Para 2026, a estimativa é de 5,1%, enquanto para 2027 a projeção recua para 3,8%, mostrando melhora, mas ainda sem atingir o centro da meta.
Assim, a convergência plena para 3% só deve ocorrer no 1º trimestre de 2028, o que reforça a necessidade de política monetária restritiva por mais tempo.
Além disso, o hiato entre as projeções e o objetivo oficial continua relevante, sobretudo porque a demanda doméstica ainda pressiona preços e as expectativas do mercado permanecem acima do desejado.
Uma tabela sintética ajuda a visualizar essa trajetória
| Ano | Projeção | Meta |
|---|---|---|
| 2026 | 5,1% | 3% |
| 2027 | 3,8% | 3% |
| 1º trimestre de 2028 | 3,0% | 3% |
Desaceleração do PIB versus demanda interna aquecida
A ata do Copom mostra um paradoxo relevante: a economia perde ritmo, mas a procura doméstica resiliente impede uma queda mais rápida da inflação.
O Banco Central observou que a desaceleração do PIB já aparece em vários indicadores, porém o consumo segue firme e sustenta pressões de demanda.
Esse descompasso reduz o espaço para cortar juros com mais agressividade, porque a autoridade monetária entende que o hiato do produto continua apertado e não gera alívio suficiente sobre os preços.
Além disso, o Copom destacou que a política monetária precisa permanecer restritiva enquanto as expectativas seguem acima da meta e a inflação de serviços resiste.
Assim, mesmo com atividade mais fraca, a demanda interna impede uma convergência rápida dos preços, o que justifica a Selic em patamar elevado por mais tempo.
A lógica é clara: sem desaceleração consistente do consumo, a desinflação perde força e o ciclo de cortes avança com cautela.

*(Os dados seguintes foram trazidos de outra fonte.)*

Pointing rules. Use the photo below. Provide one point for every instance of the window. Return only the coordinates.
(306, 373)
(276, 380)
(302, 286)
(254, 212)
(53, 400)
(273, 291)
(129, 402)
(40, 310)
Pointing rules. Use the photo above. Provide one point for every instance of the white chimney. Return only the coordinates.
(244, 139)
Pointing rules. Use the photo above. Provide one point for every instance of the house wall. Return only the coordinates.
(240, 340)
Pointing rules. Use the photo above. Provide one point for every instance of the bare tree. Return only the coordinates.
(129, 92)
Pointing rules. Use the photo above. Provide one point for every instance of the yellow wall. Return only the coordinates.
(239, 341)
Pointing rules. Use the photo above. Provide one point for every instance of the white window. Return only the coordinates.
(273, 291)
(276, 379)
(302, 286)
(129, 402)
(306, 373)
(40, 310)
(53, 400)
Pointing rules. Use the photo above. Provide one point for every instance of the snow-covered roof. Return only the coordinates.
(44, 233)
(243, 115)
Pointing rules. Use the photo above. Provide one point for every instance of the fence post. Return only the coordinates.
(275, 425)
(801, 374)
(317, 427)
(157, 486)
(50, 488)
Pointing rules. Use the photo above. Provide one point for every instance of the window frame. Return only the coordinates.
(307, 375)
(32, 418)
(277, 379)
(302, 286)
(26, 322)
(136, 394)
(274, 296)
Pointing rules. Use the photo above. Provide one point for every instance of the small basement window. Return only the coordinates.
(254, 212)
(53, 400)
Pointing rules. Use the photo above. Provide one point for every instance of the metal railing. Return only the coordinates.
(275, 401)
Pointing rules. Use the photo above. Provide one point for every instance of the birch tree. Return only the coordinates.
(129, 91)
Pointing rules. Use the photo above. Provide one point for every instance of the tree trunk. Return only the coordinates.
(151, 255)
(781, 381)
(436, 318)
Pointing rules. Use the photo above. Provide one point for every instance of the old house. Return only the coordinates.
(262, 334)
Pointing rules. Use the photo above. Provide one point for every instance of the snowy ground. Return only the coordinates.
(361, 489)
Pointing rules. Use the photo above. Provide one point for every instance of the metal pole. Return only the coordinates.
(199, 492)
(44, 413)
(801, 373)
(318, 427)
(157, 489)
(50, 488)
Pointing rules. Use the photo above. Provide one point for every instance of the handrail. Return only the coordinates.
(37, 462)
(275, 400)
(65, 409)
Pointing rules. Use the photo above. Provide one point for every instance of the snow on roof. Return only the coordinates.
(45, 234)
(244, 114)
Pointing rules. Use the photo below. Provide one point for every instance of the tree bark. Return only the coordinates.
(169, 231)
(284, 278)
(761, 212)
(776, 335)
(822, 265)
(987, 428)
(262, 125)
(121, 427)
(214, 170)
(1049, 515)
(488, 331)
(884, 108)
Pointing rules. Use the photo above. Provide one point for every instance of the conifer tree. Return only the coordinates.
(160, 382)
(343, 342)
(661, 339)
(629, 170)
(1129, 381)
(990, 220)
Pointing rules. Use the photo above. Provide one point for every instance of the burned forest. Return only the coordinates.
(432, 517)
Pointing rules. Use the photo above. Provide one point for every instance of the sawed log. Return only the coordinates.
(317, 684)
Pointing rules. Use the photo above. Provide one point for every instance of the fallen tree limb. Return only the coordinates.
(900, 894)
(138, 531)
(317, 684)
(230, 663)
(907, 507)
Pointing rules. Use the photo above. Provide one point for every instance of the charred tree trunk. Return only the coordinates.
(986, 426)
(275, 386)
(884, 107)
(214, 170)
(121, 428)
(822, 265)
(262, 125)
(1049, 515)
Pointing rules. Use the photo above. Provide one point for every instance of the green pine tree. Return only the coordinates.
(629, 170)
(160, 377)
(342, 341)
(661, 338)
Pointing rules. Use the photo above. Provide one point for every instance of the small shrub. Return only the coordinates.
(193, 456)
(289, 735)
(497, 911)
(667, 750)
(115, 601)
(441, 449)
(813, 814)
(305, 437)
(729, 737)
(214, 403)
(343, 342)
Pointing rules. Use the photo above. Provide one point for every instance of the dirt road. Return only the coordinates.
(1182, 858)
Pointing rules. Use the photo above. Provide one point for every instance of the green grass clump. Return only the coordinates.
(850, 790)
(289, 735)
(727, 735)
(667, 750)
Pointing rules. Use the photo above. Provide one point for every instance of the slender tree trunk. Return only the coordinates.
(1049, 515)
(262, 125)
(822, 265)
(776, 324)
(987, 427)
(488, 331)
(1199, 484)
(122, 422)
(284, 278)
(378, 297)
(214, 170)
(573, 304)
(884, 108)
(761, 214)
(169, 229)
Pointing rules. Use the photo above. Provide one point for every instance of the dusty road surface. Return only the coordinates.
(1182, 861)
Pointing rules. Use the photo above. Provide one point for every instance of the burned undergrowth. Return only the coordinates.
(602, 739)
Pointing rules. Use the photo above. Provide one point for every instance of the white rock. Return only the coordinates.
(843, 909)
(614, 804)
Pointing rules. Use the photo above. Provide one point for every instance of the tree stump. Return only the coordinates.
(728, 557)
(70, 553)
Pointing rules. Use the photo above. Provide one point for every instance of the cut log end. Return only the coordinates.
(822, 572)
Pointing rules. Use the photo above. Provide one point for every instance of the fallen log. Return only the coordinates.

Expectativas de mercado para a trajetória da Selic
As apostas do mercado indicam que o Copom deve agir com cautela, porque a inflação segue pressionada pelo consumo doméstico e pelas expectativas ainda acima da meta.
Depois da redução da Selic para 14% ao ano, analistas passaram a enxergar um novo corte em setembro apenas se os próximos dados mostrarem desaceleração mais clara da atividade, melhora das projeções do Focus e alívio adicional nos preços de serviços.
Mesmo assim, a leitura predominante é que a taxa deve permanecer em 14% até o fim de 2026, já que a política monetária continuará restritiva por mais tempo.
Segundo economistas, a combinação de demanda aquecida, câmbio sensível e riscos externos, como petróleo e clima, limita a velocidade da flexibilização.
“O Banco Central quer ver a inflação convergir de forma sustentável antes de acelerar os cortes”
- Cenário base: corte apenas se os indicadores confirmarem desinflação
- Cenário otimista: redução mais cedo, com atividade perdendo fôlego
Fatores externos e o papel da política fiscal contracíclica
O preço do petróleo afeta combustíveis, fretes e insumos industriais, e, por isso, tende a contaminar toda a cadeia de preços.
Além disso, o El Niño reduz safras, eleva alimentos e pressiona custos logísticos, reforçando a inflação mesmo quando a demanda desacelera.
Nesse cenário, a política monetária do Banco Central precisa permanecer restritiva, porém ela ganha eficiência quando a política fiscal atua de forma contracíclica, com gasto público mais seletivo e menos expansionista.
Assim, o governo ajuda a amortecer choques sem estimular excessivamente o consumo interno.
1. Choques de oferta: petróleo e clima elevam preços administrados e alimentos.
2. Política fiscal: contenção de estímulos pró-cíclicos e foco em eficiência.
A coordenação entre fiscal e monetária reduz a persistência inflacionária e melhora a convergência da inflação à meta.
Portanto, quando expectativas seguem acima do desejado, a disciplina fiscal complementa os juros altos e amplia a credibilidade do combate à inflação.
Em suma, a gestão da inflação em um cenário de alta demanda interna e fatores externos desafiadores exige uma postura rigorosa do Banco Central.
Com a Selic projetada em 14% até 2026, o desafio da política monetária e fiscal permanece premente, refletindo as expectativas do mercado.